# Ford 1600 hydraulic issues



## Tjb393 (Aug 8, 2015)

Today when I put the lift up, it went up as normal but then it wouldn't go back down. When the engine is at a low rpm, there is a whining sound coming from the pump but when the rpms are higher, the sound goes away. Any help would be appreciated, thanks.


----------



## BigT (Sep 15, 2014)

Hi Tjb393,

Thanks for visiting our tractor forum.

See items #32,#33, #34, etc., on the attached parts diagram. This is called the drop restrictor valve. It may be plugged with debris to the point that it will not allow the lift to drop. I think just opening/clearing this valve may allow the lift to drop. Otherwise, you will have to pull the valve and clean it.

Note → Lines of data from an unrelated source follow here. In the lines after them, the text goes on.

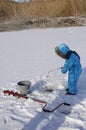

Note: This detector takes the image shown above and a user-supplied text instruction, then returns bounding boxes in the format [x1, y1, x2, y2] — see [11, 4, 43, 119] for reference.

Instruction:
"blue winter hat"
[55, 43, 70, 59]
[58, 43, 70, 55]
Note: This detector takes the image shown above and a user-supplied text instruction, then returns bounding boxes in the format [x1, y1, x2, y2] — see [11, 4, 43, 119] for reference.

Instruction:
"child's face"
[55, 47, 65, 59]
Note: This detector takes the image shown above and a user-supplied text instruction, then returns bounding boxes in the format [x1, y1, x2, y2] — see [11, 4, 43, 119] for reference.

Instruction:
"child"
[55, 43, 82, 95]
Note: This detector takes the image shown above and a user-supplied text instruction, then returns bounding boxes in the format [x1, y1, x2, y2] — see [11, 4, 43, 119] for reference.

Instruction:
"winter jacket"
[55, 44, 82, 94]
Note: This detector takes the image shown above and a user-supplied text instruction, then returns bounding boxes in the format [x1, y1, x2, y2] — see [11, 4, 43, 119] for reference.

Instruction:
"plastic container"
[17, 80, 31, 95]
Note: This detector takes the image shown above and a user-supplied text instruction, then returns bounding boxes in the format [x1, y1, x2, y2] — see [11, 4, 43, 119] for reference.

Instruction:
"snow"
[14, 0, 31, 2]
[0, 26, 86, 130]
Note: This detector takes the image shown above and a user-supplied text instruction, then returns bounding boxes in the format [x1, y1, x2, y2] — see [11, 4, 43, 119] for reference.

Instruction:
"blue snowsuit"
[55, 44, 82, 95]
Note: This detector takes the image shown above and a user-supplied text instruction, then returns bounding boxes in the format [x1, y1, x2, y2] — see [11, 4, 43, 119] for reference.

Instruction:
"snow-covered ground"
[0, 26, 86, 130]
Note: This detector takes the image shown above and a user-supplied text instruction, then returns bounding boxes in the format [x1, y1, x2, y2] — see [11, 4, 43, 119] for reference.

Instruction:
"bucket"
[17, 80, 31, 95]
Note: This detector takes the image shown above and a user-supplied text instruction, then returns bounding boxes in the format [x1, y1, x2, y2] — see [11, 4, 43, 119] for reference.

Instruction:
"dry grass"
[0, 0, 86, 20]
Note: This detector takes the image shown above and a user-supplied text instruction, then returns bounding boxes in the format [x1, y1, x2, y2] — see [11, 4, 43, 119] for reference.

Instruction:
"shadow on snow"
[22, 67, 86, 130]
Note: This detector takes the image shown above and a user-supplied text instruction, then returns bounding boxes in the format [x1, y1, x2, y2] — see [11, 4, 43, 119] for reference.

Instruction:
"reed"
[0, 0, 86, 20]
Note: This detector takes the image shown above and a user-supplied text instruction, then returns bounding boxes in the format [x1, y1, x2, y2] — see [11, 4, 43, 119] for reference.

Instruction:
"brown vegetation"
[0, 0, 86, 20]
[0, 0, 86, 31]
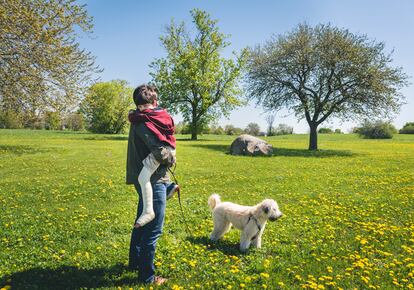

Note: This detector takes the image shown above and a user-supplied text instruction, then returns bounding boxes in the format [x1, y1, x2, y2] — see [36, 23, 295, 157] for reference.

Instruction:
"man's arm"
[136, 123, 175, 166]
[128, 110, 147, 123]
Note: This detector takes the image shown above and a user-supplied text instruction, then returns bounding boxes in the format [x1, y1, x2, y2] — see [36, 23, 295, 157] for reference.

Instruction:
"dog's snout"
[269, 212, 283, 221]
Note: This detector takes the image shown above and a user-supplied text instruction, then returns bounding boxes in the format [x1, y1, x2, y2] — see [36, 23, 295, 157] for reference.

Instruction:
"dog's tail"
[208, 193, 221, 210]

How long has it been since the hydraulic fluid has been changed? Filter?? Might be a good time to change it. 

If cleaning the drop restrictor valve doesn't cure the problem, I would pull apart and clean all spring-loaded components illustrated on the diagram, one of which will be the unloader valve. A stuck unloader valve is usually attributed to the problem when the lift stuck in the "up" position. There is also a spool valve that should be cleaned.

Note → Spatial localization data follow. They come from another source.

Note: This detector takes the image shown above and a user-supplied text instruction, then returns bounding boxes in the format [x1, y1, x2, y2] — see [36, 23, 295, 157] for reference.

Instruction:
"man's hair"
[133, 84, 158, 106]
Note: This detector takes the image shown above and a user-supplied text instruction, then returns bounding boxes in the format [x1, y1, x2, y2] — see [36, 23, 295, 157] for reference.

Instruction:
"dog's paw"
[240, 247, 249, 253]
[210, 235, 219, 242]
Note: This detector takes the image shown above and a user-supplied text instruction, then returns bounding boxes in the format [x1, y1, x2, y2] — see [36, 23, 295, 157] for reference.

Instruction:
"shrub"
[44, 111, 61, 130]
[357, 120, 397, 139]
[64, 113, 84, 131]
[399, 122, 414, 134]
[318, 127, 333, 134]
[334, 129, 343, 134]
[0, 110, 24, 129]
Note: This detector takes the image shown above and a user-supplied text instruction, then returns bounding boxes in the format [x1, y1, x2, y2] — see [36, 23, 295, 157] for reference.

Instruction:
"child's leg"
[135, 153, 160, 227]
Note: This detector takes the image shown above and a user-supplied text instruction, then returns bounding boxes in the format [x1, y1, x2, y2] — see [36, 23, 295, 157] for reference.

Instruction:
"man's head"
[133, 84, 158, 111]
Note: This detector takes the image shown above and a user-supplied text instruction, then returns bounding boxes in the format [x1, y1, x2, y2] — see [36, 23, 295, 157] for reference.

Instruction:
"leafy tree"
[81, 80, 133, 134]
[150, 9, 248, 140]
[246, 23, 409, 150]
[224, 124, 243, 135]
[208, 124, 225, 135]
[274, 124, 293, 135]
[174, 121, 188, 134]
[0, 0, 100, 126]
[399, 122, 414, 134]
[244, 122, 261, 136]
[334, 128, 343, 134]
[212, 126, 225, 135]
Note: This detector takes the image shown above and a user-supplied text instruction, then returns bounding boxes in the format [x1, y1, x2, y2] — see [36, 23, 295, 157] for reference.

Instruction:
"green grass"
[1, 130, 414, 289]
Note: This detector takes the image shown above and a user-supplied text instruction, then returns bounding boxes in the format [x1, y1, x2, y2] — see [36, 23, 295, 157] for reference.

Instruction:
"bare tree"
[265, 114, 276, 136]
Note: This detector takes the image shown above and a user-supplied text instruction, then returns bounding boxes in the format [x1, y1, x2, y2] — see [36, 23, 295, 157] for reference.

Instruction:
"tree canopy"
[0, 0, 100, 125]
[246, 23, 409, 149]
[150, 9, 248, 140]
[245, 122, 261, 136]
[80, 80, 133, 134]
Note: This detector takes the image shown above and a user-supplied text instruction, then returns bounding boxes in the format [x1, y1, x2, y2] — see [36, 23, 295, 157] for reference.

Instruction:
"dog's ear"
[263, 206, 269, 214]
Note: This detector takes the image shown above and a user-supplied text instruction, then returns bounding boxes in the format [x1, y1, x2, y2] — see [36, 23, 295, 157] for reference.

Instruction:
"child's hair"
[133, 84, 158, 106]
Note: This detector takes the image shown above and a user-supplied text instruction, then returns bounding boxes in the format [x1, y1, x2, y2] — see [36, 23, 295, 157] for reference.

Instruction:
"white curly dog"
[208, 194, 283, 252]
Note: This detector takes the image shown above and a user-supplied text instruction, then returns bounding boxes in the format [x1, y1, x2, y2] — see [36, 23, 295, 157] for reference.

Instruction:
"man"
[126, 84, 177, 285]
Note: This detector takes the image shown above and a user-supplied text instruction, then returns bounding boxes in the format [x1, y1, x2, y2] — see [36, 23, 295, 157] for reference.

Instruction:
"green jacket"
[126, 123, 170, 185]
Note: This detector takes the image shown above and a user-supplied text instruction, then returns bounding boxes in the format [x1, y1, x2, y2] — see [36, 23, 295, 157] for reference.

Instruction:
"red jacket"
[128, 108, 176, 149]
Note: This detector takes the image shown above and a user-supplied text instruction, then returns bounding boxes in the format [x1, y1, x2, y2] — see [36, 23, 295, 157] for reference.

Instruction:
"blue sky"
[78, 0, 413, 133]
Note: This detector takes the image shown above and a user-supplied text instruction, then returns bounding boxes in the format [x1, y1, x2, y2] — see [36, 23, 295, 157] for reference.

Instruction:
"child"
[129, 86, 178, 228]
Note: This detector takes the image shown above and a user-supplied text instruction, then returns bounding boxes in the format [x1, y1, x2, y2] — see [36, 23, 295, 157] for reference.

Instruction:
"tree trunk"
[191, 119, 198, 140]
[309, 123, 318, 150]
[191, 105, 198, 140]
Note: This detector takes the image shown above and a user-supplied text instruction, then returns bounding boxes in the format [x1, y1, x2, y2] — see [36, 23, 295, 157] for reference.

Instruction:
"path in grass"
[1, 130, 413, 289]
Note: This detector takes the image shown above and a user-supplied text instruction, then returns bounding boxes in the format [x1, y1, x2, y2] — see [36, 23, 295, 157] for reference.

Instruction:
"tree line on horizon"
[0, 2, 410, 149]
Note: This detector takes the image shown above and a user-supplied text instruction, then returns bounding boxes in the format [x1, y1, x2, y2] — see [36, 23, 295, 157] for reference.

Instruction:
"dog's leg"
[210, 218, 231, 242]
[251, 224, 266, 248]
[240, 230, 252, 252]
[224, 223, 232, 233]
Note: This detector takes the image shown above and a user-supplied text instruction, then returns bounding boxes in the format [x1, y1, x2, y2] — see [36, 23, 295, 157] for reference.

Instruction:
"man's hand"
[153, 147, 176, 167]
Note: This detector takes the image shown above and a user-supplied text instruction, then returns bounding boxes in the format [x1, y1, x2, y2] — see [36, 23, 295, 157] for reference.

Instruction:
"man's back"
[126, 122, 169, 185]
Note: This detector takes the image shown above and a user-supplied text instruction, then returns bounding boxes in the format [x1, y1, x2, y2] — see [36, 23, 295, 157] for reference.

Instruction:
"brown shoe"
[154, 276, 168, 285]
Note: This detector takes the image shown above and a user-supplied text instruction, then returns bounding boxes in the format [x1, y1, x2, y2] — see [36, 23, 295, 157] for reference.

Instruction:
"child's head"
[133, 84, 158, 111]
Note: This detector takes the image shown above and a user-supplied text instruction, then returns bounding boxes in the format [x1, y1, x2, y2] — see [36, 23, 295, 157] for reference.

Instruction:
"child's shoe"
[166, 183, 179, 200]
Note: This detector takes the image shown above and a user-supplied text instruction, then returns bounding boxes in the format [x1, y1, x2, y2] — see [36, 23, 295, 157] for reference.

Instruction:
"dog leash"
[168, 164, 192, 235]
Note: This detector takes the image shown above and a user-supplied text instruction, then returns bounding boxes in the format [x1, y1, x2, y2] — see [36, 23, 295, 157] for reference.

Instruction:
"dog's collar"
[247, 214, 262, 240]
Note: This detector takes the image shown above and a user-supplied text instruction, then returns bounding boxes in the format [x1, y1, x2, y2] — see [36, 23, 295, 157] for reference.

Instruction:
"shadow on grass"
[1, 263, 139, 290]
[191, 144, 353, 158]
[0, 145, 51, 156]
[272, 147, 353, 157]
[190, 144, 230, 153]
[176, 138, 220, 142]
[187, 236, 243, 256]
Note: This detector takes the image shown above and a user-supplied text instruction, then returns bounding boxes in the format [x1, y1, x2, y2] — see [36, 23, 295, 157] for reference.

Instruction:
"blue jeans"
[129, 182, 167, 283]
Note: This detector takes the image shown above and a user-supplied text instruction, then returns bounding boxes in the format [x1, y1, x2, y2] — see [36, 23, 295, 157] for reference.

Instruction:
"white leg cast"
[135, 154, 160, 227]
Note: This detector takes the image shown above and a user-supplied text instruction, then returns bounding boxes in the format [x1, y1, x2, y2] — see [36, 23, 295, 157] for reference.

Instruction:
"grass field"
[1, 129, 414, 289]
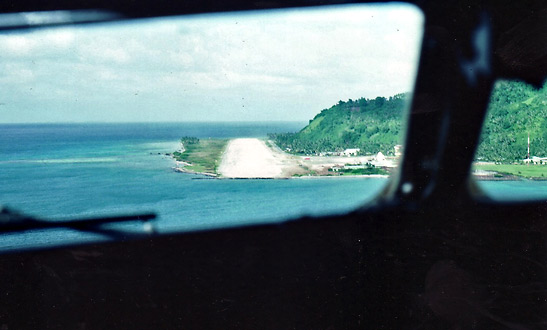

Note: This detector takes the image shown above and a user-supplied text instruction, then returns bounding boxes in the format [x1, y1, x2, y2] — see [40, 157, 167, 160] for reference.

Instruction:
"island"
[173, 79, 547, 179]
[173, 137, 391, 179]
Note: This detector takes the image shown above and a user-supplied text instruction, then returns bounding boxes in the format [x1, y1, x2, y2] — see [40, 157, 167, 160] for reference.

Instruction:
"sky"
[0, 4, 423, 123]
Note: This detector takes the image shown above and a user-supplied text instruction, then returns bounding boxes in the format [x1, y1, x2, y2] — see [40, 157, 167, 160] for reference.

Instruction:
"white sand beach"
[218, 138, 303, 178]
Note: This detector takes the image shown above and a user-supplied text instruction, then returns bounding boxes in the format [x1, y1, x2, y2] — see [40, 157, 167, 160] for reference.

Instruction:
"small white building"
[343, 148, 360, 156]
[375, 152, 386, 162]
[523, 156, 547, 164]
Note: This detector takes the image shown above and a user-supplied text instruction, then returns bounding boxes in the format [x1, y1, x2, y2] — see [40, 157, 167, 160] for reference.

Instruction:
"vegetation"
[173, 138, 227, 174]
[171, 80, 547, 178]
[180, 136, 200, 147]
[476, 80, 547, 162]
[331, 163, 389, 176]
[269, 94, 406, 155]
[474, 163, 547, 179]
[269, 80, 547, 163]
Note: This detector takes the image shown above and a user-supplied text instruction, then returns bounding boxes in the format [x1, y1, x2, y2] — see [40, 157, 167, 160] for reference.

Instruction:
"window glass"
[0, 4, 423, 251]
[473, 79, 547, 200]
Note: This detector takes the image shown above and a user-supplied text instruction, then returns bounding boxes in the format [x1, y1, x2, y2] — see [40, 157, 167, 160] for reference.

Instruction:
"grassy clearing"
[173, 139, 228, 174]
[474, 163, 547, 178]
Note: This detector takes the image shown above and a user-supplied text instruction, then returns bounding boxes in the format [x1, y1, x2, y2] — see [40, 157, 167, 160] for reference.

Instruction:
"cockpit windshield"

Good luck, and let us know what you discovered as your problem.


----------



## Tjb393 (Aug 8, 2015)

Thanks for the reply and the diagram! I took that valve out that you had mentioned (got a bath while doing it) and it let the pressure out and dropped the hitch. I cleaned the valve and put it back in. As soon as I started up the tractor, with the lever in the down position, the hitch instantly went back up and won't come down again. Happen to know which number is the unloader valve?


----------



## Tjb393 (Aug 8, 2015)

Got it figured out. It was the valve for the control lever. It was stuck in so it just kept wanting to lift. Took it apart and cleaned it up and now it works great. Thanks again for the help and the diagram.


----------